USE AND PROCEDURES FOR EMPLOYING THE BRAIN PORTAL

The Brain Portal was designed to be very simple to employ. After the patient is given a local anesthetic and the scalp cleaned with an antibiotic solution, a half-inch incision is made in the scalp over the part of the skull that the physician determines is optimal. In most instances, that part of the skull would be located on the top of the head. Retractors would be used to hold back the scalp, and then a medical drill would drill a 0.25 inch in diameter hole. Most skulls are approximately 0.25 inches thick.

The drill would be placed in a special apparatus to insure that the depth of the hole does not exceed the thickness of the skull at the drilling point.

Once the hole has been drilled, the drill is removed, any medical procedures accomplished, and the hole is plugged with the Brain Portal. Emplacement involves nothing more than pressing the Brain Portal with sufficient pressure to seat it in the hole. The semi-rigid nature of the device allows it to compress, ensuring a very tight fit in the hole. An antimicrobial lubricant can be used to facilitate placement, such as sterile honey.

Once the Brain Portal is in place, the scalp is sown together with a few stitches. The entire process should take approximately 30 minutes and can be done on an out-patient basis.

The extension of the Brain Portal is to be used by neurosurgeons, as it involves deep penetration of the brain to deliver medications to the affected parts. Employment is similar in nature to the process described above, with some variation. The extension is designed to be used with a brain probe. Prior diagnosis should have determined exactly where the device should be located, including how far the target area is to the bottom part of the scalp. This can easily be determined thru the analysis of x-rays or other devices. The extension is then cut by the physician to ensure the proper length. The probe is used to make a path to the area, and then the extension is carefully slipped over the probe and is placed in the area. The probe is then removed, leaving the extension in place. The easiest method to attach the Brain Portal to the extension is to snap the two together before threading both over the probe. The membrane(s) in the Brain Portal are self-sealing, so the probe will not harm them when it penetrates the membranes. Once the Brain Portal is in place, the scalp is closed and stitched.

The electrical embodiment of the Brain Portal is also emplaced by a neurosurgeon. With the electrical embodiment, the extension is not used, and the electrodes are placed in the correct area by the neurosurgeon. The electrodes have been pre-sized by the neurosurgeon before the operation, so the final emplacement involves pushing the electrical stimulator into the hole in the skull, and closing the wound. If the electrodes are the correct length or even a bit longer than anticipated, there is no problem, as the electrodes are flexible and will nest in the brain without causing harm. If the neurosurgeon finds the electrode length too short, he/she should replace the device with another with longer electrodes.

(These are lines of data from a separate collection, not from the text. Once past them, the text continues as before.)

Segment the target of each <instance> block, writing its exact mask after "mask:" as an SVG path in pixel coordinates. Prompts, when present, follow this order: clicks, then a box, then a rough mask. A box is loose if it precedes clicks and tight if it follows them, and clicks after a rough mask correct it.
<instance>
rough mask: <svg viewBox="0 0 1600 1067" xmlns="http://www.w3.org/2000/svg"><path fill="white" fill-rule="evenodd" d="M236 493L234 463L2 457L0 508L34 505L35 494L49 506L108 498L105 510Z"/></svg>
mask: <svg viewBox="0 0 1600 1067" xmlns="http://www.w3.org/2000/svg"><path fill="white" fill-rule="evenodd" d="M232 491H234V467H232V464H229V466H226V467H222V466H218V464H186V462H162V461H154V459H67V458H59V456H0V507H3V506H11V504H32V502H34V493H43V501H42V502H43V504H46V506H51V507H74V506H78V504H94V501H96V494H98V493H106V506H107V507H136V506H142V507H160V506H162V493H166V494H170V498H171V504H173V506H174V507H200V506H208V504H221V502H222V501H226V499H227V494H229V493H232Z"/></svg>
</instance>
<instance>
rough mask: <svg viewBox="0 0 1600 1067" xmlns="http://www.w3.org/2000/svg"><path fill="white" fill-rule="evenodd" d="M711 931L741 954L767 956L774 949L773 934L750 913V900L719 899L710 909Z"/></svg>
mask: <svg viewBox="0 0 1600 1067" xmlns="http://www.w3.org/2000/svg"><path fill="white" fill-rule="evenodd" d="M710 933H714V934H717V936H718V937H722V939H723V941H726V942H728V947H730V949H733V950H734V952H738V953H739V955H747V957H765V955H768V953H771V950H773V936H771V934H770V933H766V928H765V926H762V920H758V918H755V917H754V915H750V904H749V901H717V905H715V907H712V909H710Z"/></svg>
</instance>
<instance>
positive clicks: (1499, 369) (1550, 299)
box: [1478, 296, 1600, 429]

BRIEF DESCRIPTION OF THE DRAWINGS

FIG. 1 illustrates an example of the cross-sectional yew of the Brain Portal, in accordance with certain embodiments of the present disclosure.

FIG. 2 illustrates an example of the extension piece, in accordance with certain embodiments of the present disclosure.

FIG. 3 illustrates an example of the electrical stimulator, in accordance with certain embodiments of the present disclosure.

Claims

1. A transcranial device preferably made from semi-rigid plastic with smooth sides or ridges and that allows multiple injections to be made thru the center of the device through one or more membranes that are self-sealing, thereby preventing the introduction into the brain of harmful pathogens.

2. An optional attachment to the device mentioned in claim 1 that enables medication to be delivered directly to the area of the brain that needs treatment and that attaches to the device described in claim 1 by snapping it onto the end closest to the brain.

3. An embodiment of the device mentioned in claim 1 that substitutes the membrane for a solid piece of plastic with electrodes and adds an induction coil to the top, allowing the transmission of electricity through the scalp into the desired area of the brain.